By missing votes, Bachmann might have missed opportunities to highlight her "leadership" in Congress, which she has touted on the campaign trail. Alternatively, the votes could also have opened up political liabilities, sources said.
One Republican strategist with Capitol Hill and presidential campaign experience said whether candidates show up to vote is generally inconsequential, although particular votes can help them frame their campaign message.
High-profile votes — like on the bill to raise the debt ceiling — can become the prism through which voters view the candidates and determine support for a campaign. They can also be used to demonstrate leadership on major issues. However, opponents can use them to create political vulnerability.
Ultimately, because Bachmann and Paul are long shots for the nomination, their attendance for Congressional votes is especially irrelevant, this GOP strategist argued.
"Presidential campaigns are a much bigger stage than a House or Senate floor vote," the strategist said. "If I'm faced with the choice of using a vote in Congress to make my case or $5 million in ads in early primary states to make my case, it's not even close. I'd take the latter."
Bachmann, unlike Paul, does not post a schedule of her campaign events on her website, making it difficult to track her campaign schedule in relation to her missed votes. Bachmann's campaign did not respond to several requests for comment, but the Congresswoman's spokesman told Minnesota Public Radio earlier this week that Bachmann is not apologetic about her missed votes.
"By continuing to lead the fight against the president's job-destroying policies, Congresswoman Bachmann is serving not only her constituents, but countless more Americans," Bachmann spokeswoman Becky Rogness said.
When Bachmann has returned to Washington recently, it has not been to vote. Bachmann came to D.C. the evening of Sept. 8 for President Barack Obama's jobs speech to a joint session of Congress. At a press conference "rebuttal" in a House television studio 45 minutes after the speech, Bachmann said her flight was delayed by inclement weather, preventing her from attending the speech.
The next morning, the House passed an intelligence authorization bill, setting the 2012 budget for the nation's intelligence agencies. But Bachmann, who sits on the House Intelligence Committee, had already left town. She had no public campaign events that day but did a television interview on CNN from Cherry Hills Village, Colo.

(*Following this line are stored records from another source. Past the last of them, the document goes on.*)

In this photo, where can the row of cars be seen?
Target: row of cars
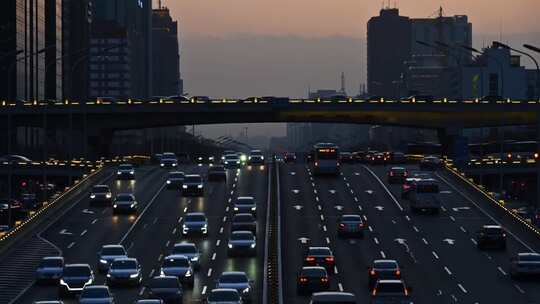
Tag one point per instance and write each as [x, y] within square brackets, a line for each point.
[422, 192]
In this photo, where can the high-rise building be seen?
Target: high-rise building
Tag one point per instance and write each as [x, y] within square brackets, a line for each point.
[22, 28]
[77, 19]
[166, 56]
[135, 16]
[54, 45]
[388, 46]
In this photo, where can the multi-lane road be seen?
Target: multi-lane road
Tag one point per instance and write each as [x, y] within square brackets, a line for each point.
[151, 235]
[437, 253]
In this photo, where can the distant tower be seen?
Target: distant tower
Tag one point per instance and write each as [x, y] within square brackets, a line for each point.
[342, 90]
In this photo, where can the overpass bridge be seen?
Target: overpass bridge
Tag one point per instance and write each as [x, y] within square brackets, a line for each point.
[96, 121]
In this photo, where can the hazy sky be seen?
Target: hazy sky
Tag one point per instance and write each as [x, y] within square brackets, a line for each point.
[240, 48]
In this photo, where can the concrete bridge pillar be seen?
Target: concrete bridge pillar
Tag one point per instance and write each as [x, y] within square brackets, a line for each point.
[453, 144]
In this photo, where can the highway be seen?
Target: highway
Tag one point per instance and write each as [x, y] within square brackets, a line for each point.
[438, 254]
[150, 236]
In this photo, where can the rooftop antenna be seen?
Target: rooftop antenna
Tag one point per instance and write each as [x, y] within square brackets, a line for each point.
[342, 83]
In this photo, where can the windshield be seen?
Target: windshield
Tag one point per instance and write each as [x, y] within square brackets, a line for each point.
[76, 271]
[113, 251]
[175, 262]
[95, 293]
[223, 296]
[233, 278]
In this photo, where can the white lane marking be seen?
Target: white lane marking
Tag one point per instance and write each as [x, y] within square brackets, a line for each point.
[485, 213]
[141, 215]
[447, 270]
[384, 187]
[519, 288]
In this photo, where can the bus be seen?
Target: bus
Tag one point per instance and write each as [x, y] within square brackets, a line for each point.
[325, 159]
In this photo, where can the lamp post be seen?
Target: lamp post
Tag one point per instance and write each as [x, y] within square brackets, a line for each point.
[537, 50]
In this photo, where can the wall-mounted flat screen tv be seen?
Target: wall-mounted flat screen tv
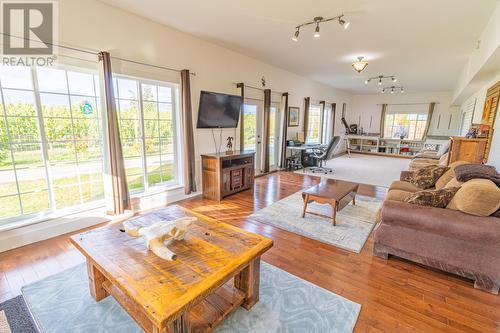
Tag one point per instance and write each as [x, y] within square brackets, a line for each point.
[218, 110]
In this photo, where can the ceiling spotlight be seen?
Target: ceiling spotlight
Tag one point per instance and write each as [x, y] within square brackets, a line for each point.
[359, 65]
[317, 20]
[344, 23]
[316, 31]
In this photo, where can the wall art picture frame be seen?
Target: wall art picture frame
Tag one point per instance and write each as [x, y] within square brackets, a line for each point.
[293, 116]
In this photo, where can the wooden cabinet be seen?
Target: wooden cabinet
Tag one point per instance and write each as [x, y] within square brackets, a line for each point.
[225, 174]
[464, 149]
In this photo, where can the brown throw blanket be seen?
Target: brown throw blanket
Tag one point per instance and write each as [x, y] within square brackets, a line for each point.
[467, 172]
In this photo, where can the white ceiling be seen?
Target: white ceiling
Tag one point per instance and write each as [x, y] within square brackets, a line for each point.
[425, 43]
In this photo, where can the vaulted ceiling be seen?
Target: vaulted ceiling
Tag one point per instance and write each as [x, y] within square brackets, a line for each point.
[424, 43]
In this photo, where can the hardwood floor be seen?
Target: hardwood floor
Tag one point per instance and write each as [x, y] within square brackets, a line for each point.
[396, 295]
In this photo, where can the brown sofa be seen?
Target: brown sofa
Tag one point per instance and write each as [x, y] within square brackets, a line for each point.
[442, 238]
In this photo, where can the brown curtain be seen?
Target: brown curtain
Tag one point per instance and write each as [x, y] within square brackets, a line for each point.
[307, 102]
[265, 135]
[429, 118]
[334, 113]
[187, 134]
[322, 115]
[284, 103]
[382, 120]
[241, 87]
[121, 197]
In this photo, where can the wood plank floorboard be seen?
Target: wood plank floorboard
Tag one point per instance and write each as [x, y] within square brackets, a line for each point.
[396, 295]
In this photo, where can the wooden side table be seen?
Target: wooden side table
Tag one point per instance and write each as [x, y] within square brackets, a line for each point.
[336, 193]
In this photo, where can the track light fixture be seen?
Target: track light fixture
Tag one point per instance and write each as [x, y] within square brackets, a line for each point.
[317, 20]
[380, 78]
[393, 89]
[360, 64]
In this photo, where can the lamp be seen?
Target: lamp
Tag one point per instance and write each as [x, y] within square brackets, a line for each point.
[359, 65]
[316, 31]
[317, 20]
[392, 89]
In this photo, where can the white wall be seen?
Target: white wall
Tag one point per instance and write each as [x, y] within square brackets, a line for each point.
[217, 69]
[366, 110]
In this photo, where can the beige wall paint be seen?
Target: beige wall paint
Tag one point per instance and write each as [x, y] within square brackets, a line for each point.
[217, 69]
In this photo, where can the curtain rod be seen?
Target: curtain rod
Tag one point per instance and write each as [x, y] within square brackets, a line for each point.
[96, 53]
[257, 88]
[408, 103]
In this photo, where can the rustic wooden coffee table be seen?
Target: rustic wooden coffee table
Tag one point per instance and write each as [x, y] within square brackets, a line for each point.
[217, 269]
[337, 193]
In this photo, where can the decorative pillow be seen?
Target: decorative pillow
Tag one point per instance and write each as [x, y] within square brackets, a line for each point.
[398, 195]
[453, 183]
[443, 161]
[427, 176]
[433, 198]
[448, 175]
[480, 197]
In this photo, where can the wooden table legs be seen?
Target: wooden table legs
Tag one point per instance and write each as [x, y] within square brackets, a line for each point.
[248, 281]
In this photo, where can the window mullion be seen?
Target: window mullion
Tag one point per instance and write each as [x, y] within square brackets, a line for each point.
[9, 142]
[41, 126]
[74, 140]
[143, 137]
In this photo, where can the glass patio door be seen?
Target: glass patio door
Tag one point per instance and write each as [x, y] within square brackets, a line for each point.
[252, 131]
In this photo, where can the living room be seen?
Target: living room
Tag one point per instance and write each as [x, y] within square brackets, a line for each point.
[250, 167]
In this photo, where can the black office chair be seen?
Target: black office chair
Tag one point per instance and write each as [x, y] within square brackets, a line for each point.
[322, 155]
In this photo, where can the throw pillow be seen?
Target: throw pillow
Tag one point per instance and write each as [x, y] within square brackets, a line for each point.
[427, 177]
[479, 197]
[448, 175]
[444, 160]
[453, 183]
[433, 198]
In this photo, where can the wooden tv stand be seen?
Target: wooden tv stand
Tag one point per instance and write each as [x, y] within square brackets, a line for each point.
[225, 174]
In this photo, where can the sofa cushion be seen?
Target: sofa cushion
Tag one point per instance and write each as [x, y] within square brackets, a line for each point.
[427, 176]
[433, 198]
[443, 161]
[453, 183]
[398, 195]
[480, 197]
[448, 175]
[404, 186]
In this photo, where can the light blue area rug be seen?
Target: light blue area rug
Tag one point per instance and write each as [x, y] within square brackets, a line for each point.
[354, 222]
[62, 303]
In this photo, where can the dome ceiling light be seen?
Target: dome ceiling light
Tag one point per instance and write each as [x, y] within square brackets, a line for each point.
[359, 65]
[317, 20]
[380, 78]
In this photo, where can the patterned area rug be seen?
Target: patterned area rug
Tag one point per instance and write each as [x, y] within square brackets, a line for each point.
[15, 317]
[62, 303]
[354, 222]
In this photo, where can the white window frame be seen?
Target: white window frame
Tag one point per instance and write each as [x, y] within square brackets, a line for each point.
[175, 89]
[43, 142]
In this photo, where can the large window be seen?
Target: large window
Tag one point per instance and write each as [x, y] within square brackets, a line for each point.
[50, 140]
[148, 130]
[314, 124]
[409, 126]
[51, 137]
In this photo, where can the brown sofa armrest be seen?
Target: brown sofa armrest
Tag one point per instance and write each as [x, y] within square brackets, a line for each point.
[442, 221]
[405, 175]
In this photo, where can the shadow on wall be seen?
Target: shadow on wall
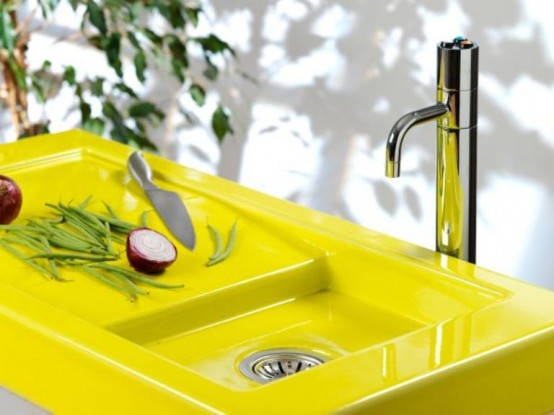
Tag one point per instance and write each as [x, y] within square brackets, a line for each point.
[384, 58]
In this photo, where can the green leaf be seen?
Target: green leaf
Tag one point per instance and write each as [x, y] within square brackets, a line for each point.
[111, 112]
[7, 32]
[152, 37]
[220, 123]
[69, 75]
[96, 41]
[96, 16]
[19, 73]
[198, 94]
[140, 65]
[145, 109]
[86, 110]
[97, 87]
[192, 15]
[211, 72]
[120, 86]
[134, 41]
[38, 89]
[178, 70]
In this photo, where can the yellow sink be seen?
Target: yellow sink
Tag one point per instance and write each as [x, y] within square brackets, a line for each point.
[390, 327]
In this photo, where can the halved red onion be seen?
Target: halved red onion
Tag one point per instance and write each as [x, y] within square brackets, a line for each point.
[11, 200]
[149, 251]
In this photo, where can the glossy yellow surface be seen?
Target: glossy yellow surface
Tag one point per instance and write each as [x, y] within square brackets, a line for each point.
[406, 330]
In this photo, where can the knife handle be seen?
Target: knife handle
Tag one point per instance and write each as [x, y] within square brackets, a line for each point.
[140, 170]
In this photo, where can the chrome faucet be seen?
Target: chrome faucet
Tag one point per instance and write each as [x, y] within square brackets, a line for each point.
[456, 115]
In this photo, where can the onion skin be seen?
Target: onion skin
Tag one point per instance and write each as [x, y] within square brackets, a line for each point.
[143, 251]
[11, 200]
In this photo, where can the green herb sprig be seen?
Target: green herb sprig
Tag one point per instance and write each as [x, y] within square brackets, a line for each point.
[219, 254]
[78, 238]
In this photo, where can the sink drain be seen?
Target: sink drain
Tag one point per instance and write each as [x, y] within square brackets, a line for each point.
[269, 365]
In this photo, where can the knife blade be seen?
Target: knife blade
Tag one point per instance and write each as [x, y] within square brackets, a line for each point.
[167, 204]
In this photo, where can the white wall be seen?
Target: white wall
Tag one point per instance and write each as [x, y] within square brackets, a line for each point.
[319, 84]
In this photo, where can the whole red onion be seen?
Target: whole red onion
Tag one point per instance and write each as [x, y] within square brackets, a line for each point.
[11, 200]
[149, 251]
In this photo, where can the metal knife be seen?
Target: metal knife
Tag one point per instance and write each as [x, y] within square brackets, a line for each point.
[168, 205]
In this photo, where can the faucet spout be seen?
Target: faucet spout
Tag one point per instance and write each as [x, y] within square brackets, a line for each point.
[456, 178]
[399, 130]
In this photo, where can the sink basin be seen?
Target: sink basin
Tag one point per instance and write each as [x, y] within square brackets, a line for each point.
[396, 328]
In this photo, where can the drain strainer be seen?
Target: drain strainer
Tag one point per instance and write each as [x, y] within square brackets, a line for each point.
[269, 365]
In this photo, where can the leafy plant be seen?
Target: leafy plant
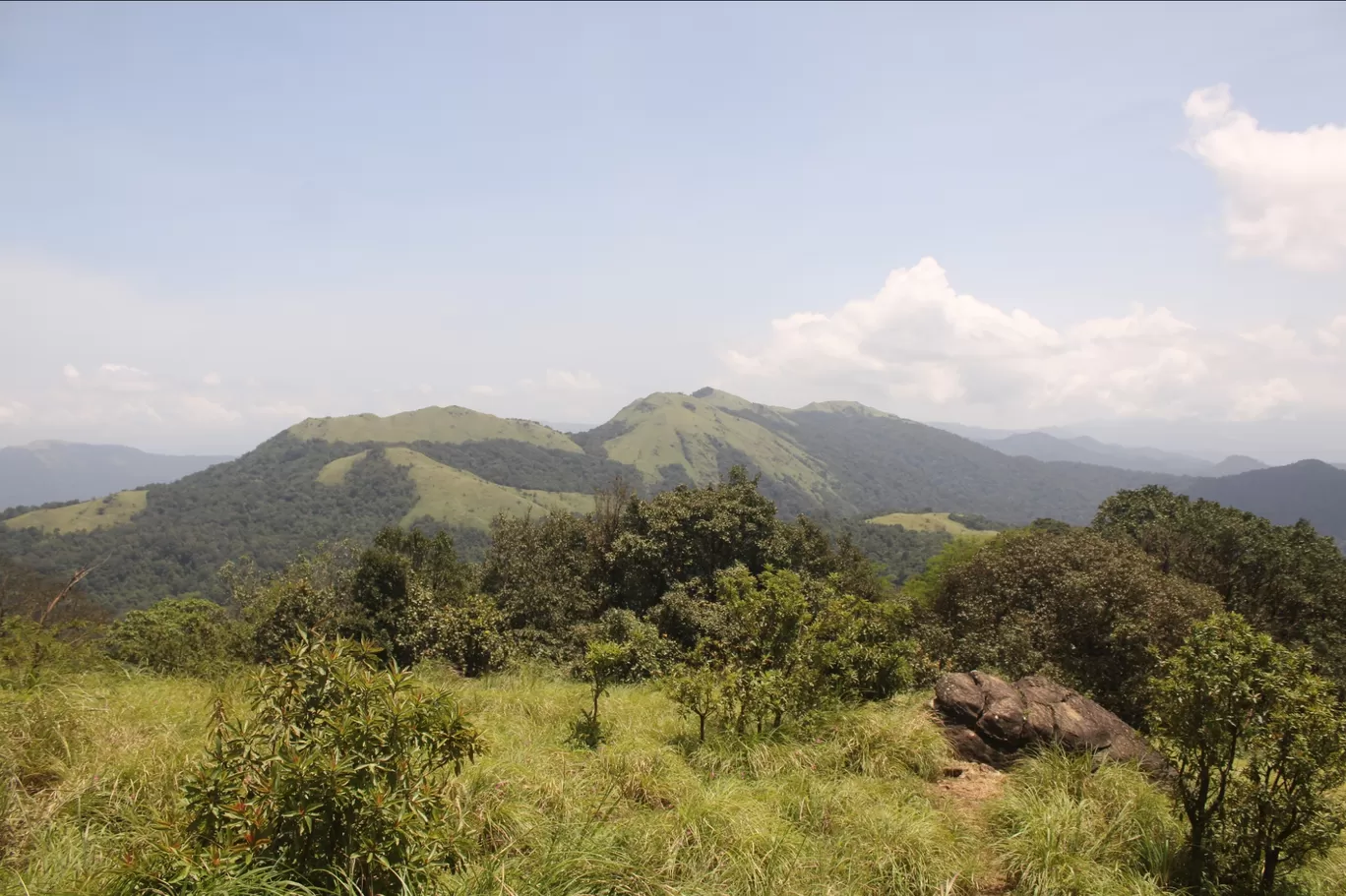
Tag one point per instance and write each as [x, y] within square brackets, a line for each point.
[603, 665]
[338, 771]
[1257, 743]
[1086, 610]
[183, 635]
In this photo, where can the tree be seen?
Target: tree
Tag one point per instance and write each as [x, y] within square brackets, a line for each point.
[699, 690]
[541, 572]
[1074, 606]
[338, 774]
[175, 636]
[401, 580]
[1286, 580]
[1257, 743]
[602, 668]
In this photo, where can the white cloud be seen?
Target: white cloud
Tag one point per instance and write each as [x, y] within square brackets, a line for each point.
[571, 381]
[1266, 397]
[206, 412]
[282, 409]
[1286, 190]
[11, 412]
[924, 350]
[114, 377]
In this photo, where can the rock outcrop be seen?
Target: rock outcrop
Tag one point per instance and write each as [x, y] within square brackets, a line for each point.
[992, 721]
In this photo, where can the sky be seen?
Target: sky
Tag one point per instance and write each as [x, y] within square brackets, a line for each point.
[1122, 219]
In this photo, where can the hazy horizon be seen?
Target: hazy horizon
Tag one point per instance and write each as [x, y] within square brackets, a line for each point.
[1124, 221]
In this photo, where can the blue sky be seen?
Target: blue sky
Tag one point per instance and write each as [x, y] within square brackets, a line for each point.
[215, 219]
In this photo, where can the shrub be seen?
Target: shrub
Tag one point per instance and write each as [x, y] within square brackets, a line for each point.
[1075, 606]
[603, 665]
[174, 636]
[338, 774]
[466, 633]
[1257, 743]
[311, 593]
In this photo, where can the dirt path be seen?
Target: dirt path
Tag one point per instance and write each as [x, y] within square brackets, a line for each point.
[964, 790]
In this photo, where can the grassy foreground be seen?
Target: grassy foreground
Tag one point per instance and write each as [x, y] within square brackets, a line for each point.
[858, 802]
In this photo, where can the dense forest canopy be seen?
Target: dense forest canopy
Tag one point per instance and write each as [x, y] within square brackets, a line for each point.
[762, 631]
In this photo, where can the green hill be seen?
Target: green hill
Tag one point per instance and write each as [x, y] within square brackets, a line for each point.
[50, 471]
[456, 468]
[87, 515]
[450, 425]
[932, 522]
[1306, 490]
[456, 497]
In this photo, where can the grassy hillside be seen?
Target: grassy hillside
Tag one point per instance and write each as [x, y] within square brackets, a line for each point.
[688, 434]
[87, 515]
[855, 805]
[930, 522]
[456, 468]
[458, 498]
[450, 425]
[48, 471]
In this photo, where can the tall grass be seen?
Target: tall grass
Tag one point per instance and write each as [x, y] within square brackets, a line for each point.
[1065, 829]
[845, 806]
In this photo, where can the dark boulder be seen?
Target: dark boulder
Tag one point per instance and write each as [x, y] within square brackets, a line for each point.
[992, 721]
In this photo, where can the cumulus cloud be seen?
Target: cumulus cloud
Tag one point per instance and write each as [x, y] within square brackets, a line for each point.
[1284, 190]
[114, 377]
[571, 380]
[11, 412]
[922, 348]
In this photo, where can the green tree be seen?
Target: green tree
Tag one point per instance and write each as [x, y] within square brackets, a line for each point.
[603, 665]
[1092, 613]
[1257, 743]
[699, 690]
[310, 593]
[401, 580]
[1286, 580]
[175, 636]
[541, 572]
[336, 774]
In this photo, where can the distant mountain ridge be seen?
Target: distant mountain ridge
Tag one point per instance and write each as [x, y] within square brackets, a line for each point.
[1306, 490]
[456, 468]
[1086, 449]
[46, 471]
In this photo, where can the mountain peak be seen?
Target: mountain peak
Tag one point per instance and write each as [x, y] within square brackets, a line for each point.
[450, 424]
[851, 408]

Paul spokesman Jesse Benton said that while "the campaign is his priority," Paul is doing his "absolute best" to attend votes, weighing campaign events against House votes on an "individual basis."
A close look at Paul's voting record, however, shows some irregularities.
For instance, on Sept. 21, Paul began his day in D.C. at a breakfast hosted by the Christian Science Monitor, where he made news by saying he'd consider putting liberal Rep. Dennis Kucinich (D-Ohio) in his Cabinet if elected.
His next scheduled campaign event was not until the next day at 3 p.m. in Orlando, Fla., according to a detailed calendar on his campaign website, but Paul did not manage to attend any of the House votes that day. Paul missed a crucial vote on the short-term continuing resolution spending bill that was defeated at 5:43 p.m. that day on the House floor.
Benton did not respond to questions about why Paul missed specific votes.
Rep. Thaddeus McCotter (R-Mich.), who voted a relatively high 87 percent of the time during his short-lived presidential bid, could face re-election difficulties from voters back home now that he's abandoned his aspirations for higher office. McCotter announced his presidential bid July 2 and dropped out Sept. 22.
Jason Roe, a Republican consultant who is supporting Michigan state Sen. Mike Kowall in his primary bid against McCotter, said it wasn't the missed votes that will hurt McCotter because his participation was in line with average Members'. "Thad's problem is it created an opening" for Kowall to enter the race, Roe said.
David M. Drucker contributed to this report.